TAX COLLECTION TO IMPROVE
In 2014, the general government headline and primary balance are projected to improve sharply by about 2% of GDP, despite the on-going recession. Revenue is expected to increase compared to 2013, driven by consolidation measures particularly on social contributions and taxes on production and imports, high dividends from the Central Bank of Cyprus and improved tax collection. Together, these factors should more than offset the negative impact of slowing economic activity on the collection of taxes on income and wealth.
Total expenditure is expected to remain on a decreasing path, despite an adverse impact due to called government guarantees.
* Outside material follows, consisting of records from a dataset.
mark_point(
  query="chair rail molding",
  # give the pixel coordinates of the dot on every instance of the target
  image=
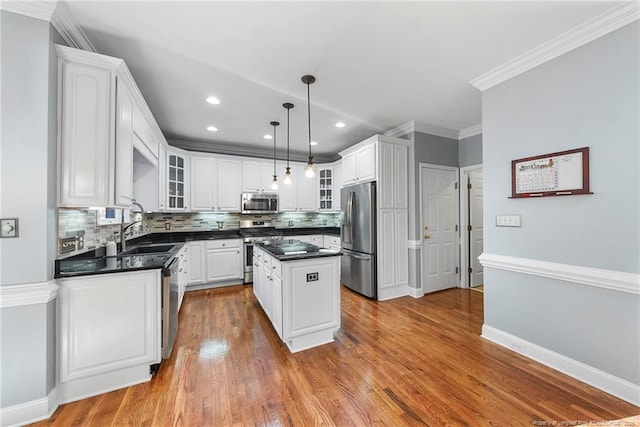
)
(608, 279)
(27, 294)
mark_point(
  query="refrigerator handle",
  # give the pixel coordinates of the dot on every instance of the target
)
(352, 200)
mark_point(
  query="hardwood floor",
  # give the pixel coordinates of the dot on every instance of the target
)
(401, 362)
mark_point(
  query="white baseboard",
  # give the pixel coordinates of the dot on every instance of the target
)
(606, 382)
(393, 292)
(416, 292)
(29, 412)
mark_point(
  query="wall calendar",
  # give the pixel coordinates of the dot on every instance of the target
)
(556, 174)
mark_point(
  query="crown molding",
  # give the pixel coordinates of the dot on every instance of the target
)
(470, 131)
(62, 20)
(597, 27)
(401, 130)
(245, 151)
(42, 10)
(414, 126)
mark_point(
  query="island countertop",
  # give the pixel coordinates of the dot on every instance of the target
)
(293, 250)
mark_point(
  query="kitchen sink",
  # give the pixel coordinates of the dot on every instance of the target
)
(151, 249)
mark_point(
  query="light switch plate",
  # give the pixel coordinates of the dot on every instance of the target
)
(508, 221)
(8, 227)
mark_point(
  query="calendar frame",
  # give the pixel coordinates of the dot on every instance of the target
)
(579, 172)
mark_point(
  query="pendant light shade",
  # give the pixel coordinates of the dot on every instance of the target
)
(310, 170)
(287, 175)
(274, 183)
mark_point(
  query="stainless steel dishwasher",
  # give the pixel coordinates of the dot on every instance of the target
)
(169, 306)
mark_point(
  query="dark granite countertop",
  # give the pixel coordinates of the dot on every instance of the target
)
(293, 250)
(94, 262)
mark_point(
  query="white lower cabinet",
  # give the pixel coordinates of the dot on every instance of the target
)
(215, 261)
(109, 332)
(301, 298)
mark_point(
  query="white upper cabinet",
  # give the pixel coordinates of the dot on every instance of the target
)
(100, 124)
(257, 176)
(177, 180)
(215, 184)
(359, 163)
(124, 146)
(301, 194)
(86, 148)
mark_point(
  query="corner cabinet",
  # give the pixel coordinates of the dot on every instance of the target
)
(177, 181)
(215, 184)
(109, 332)
(95, 146)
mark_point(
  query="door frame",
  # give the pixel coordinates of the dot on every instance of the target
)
(456, 170)
(464, 219)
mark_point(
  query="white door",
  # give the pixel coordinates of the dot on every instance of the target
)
(475, 229)
(439, 211)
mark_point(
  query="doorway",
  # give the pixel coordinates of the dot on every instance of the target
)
(472, 243)
(439, 216)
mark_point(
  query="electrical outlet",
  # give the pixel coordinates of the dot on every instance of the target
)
(517, 346)
(9, 227)
(508, 221)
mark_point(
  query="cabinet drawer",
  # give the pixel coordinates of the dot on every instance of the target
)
(276, 267)
(224, 244)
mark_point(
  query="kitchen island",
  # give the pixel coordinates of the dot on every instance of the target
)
(298, 286)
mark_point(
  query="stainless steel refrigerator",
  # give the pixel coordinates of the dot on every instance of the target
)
(358, 269)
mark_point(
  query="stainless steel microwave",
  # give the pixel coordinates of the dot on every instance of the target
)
(259, 203)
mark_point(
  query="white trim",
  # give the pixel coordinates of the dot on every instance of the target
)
(455, 170)
(401, 130)
(464, 219)
(27, 294)
(607, 279)
(470, 131)
(584, 33)
(62, 20)
(415, 292)
(414, 126)
(42, 10)
(29, 412)
(609, 383)
(392, 292)
(415, 245)
(435, 130)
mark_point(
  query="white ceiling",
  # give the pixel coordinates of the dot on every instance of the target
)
(378, 64)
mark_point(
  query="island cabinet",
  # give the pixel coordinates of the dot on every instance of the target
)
(300, 296)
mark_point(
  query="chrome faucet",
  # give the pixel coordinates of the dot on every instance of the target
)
(123, 231)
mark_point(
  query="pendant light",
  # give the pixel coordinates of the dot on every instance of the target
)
(287, 175)
(274, 183)
(310, 170)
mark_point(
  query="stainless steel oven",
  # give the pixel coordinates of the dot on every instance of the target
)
(254, 231)
(259, 203)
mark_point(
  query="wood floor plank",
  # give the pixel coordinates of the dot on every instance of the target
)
(414, 362)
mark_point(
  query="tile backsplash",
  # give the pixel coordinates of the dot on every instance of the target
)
(74, 221)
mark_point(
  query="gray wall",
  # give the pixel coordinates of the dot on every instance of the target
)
(587, 97)
(28, 192)
(470, 151)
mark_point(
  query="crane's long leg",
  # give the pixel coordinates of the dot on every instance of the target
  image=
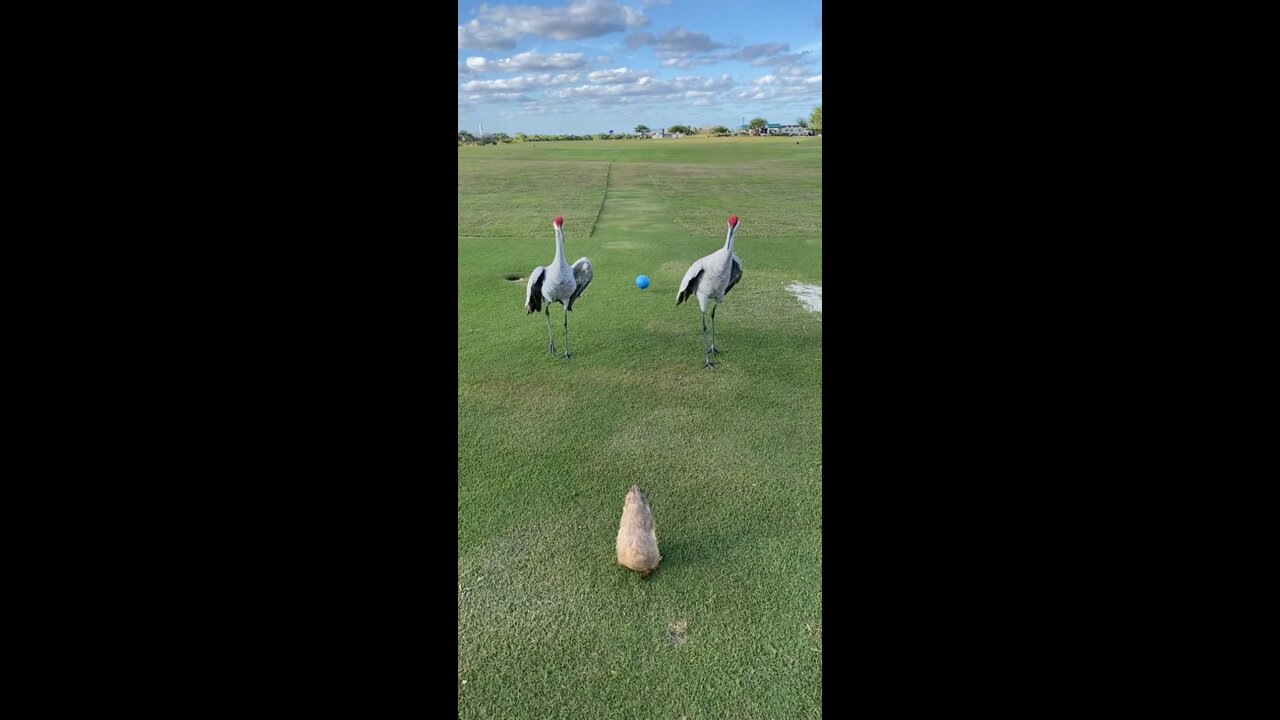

This largely reflects tight expenditure control, measures under Cyprus’ economic adjustment programme to reduce the public sector wage bill, and a moderation of early retirements in the public sector, which reduced the cost of lump-sum pension payments.
The general government deficit is expected to stabilise in 2015 and to decrease significantly in 2016.
The projections include dividend income from the Central Bank of Cyprus (CBC) expected to amount to about 0.6% of GDP in both 2015 and 2016, to be distributed in line with the CBC's duties under the Treaties and the ESCB and ECB Statute.
Cyprus' debt-to-GDP ratio is expected to peak in 2015 at about 115% and to decline afterwards, supported by the economic recovery and the fiscal performance. Compared to the previous forecast, the debt-to-GDP ratio is positively affected by the upward revision of nominal GDP by about 10% due to the transition to ESA2010 and other statistical benchmark revisions.